Changes to EU subsidies 'will support Scottish farmers'
A package of changes to the Common Agricultural Policy will support Scottish farmers and improve the way EU payments are distributed, according to the Scottish government.
They include the removal of payments for so-called "slipper farmers", who do not use land for agricultural purposes.
There will also be further support for sheep farmers and beef producers.
But fears have been raised that changes to EU subsidies could cost farmers in south west Scotland £90m.
Rural Affairs Secretary Richard Lochhead detailed how the new Common Agricultural Policy (CAP) will be implemented in Scotland during a statement at Holyrood.
He told MSPs he was "under no illusions" that the package would please everyone.
He said: "Some farmers, who were disadvantaged under the old CAP, will finally move towards a level playing field.
"Others will see their payments go down."
The measures include:
- Land with no agricultural activity to be removed from the payment regime.
- Sporting estates to be excluded from receiving direct farm payments unless they can prove they are a genuine farm business.
- Basic direct farm payments to be capped at about £400,000 a year, after labour costs, to address the issue of huge individual payments.
- A £45m three-year beef improvement scheme and a "coupled support scheme" for sheep producers to be introduced.
A five-year transition between 2015 and 2019 for the move from historic to area-based farm payments, which is required by Europe, is also proposed.
Mr Lochhead said the Scottish government had "strained every sinew" to come up with a "production-based and sustainable agricultural policy".
He added: "Scottish agriculture underpins our rural economy and rural communities and is itself underpinned by the CAP.
"As I have always been clear, it is therefore vital that the new CAP supports farming and food production, as well as responsible land use, and strikes the right balance between flexibility and complexity.
"I am confident this is the best possible CAP package for Scotland under the circumstances, and will lay the foundations for a successful Scottish agricultural sector for years to come."
The CAP system covers farming, environmental measures and rural development, and controls EU agricultural markets.
Farmers in some parts of Scotland believe the changes could have a serious effect.
Dumfries and Galloway councillor Colin Smyth warned any reduction in funding would be "difficult to bounce back from".
He said the region already faced challenges from high youth unemployment, a low level of "higher value" jobs and fuel poverty.
Andrew McCornick, regional chairman of the National Farmers Union Scotland (NFUS), said it shared concerns over the CAP reforms next year.
"Our regional economy relies heavily on agriculture which in turn engages a whole host of supply and service industry jobs whilst maintaining the region's distinctive countryside as a tourism asset," he said.
"We share the same desire to get the best possible deal from the Scottish government, in order to adapt to the coming challenges as effectively as possible, whilst minimising the detrimental effects of the many millions of pounds that will no longer enter the region's economy."
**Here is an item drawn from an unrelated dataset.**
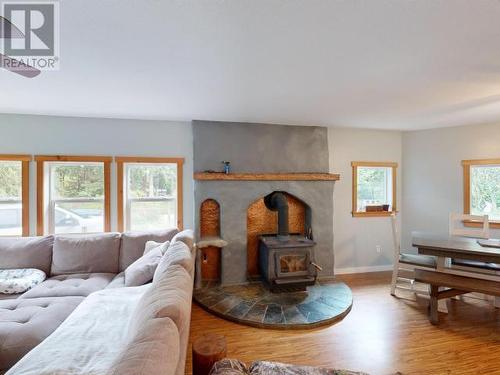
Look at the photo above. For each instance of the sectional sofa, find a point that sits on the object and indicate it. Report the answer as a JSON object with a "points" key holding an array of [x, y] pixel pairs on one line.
{"points": [[83, 319]]}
Conservative MSP Alex Fergusson said it was a fact that "vast amounts of money are going to be taken out of the most productive areas of Scotland."
He called on the government to "mitigate against the serious economic impact of that as these measures begin to bite."
Labour's Claire Baker welcomed the measures to tackle slipper farming and sporting estates.
She said: "The set of decisions were always going to be challenging and I appreciate how difficult it is to get the balance right.
"But the Cabinet Secretary recognised that there were calls for a quicker transition (to area-based payments), and there are concerns that 2019 is at the top end of a transaction period."